The show incorporates many historical details, but alters them slightly to fit the story, as Slate pointed out. Shackleford, for example, is owned by a Kansas tavern keeper named "Dutch" Henry Sherman. Sherman was a real person who did support slavery, though there is no record of him owning a slave who went on to join Brown. The series also depicts Brown keeping a pet squirrel for 17 years, and in one scene, talking to a rabbit. While the rabbit may be invented, Brown was an animal lover who did, as a child, mourn the death of a bobtail squirrel he had tamed.

The final episode of "The Good Lord Bird" depicts John Brown's ill-fated raid on Harpers Ferry, Virginia, according to The New York Times. In real life, Brown and his men attempted to raid the U.S. armory in the town and set off a slave revolt, but they were stopped by pro-slavery locals and eventually the U.S. Marines, Bustle explained.

Harpers Ferry: fact or fiction?

Brown was captured, tried, and hanged for treason. Most of what is depicted in the show about the purpose of the raid and how it took place does follow the historical record, The New York Times said. However, there were some small divergences. 

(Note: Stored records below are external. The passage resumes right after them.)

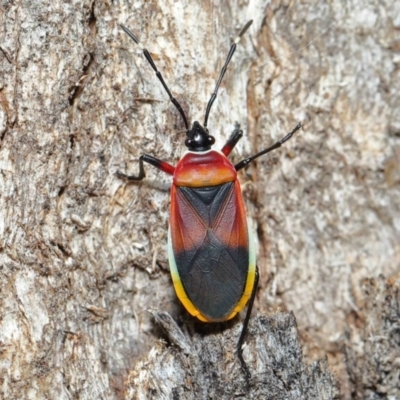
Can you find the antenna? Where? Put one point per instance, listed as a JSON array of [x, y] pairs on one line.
[[228, 59], [158, 73]]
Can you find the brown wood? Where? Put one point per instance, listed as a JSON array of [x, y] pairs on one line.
[[82, 253]]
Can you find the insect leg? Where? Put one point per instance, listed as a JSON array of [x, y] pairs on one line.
[[223, 70], [161, 165], [158, 73], [247, 161], [245, 368], [233, 139]]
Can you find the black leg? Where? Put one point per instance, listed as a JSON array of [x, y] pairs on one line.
[[162, 165], [247, 161], [236, 135], [221, 75], [158, 73], [245, 368]]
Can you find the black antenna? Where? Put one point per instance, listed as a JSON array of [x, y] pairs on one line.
[[158, 73], [228, 59]]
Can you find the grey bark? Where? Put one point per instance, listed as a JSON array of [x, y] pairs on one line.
[[82, 253]]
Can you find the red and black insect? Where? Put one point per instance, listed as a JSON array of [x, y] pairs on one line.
[[210, 247]]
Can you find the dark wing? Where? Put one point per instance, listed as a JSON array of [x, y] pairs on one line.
[[210, 246]]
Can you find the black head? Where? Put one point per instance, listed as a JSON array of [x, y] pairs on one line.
[[198, 138]]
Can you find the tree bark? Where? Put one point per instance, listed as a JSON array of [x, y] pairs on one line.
[[82, 252]]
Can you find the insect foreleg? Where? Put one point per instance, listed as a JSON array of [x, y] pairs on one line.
[[236, 135]]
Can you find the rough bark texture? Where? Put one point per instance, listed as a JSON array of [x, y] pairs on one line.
[[206, 367], [82, 253]]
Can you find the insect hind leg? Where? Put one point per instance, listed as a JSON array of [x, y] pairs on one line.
[[155, 162], [279, 143]]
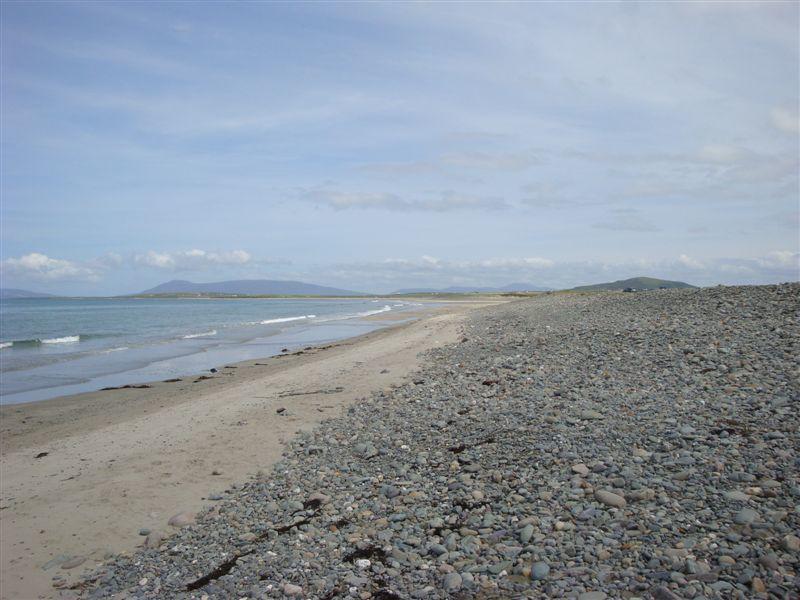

The show depicts four of Brown's sons joining the raid, when in reality only three participated, and two of them were different sons than those shown on-screen. It also alters the real character of rail porter Heyward Shepherd. In the show, he is dramatized as the Rail Man, who helps recruit Black Americans for the attack. In real life, he was an innocent bystander who was killed by accident during the raid. The script also takes liberties with the character of abolitionist John Cook. In reality, he was sent ahead to gather information before the raid, but the show largely invents how his efforts lead to the plot being discovered early, forcing Brown and his men to attack before they are ready.

Finally, the show fudges Brown's last words. The script has him say, "What a beautiful country" right before his death, according to Slate. In reality, by some accounts Brown is reported to have remarked, "This is a beautiful country. I never had the pleasure of seeing it before," while being transported to the gallows. His actual last words are not known, according to The New York Times.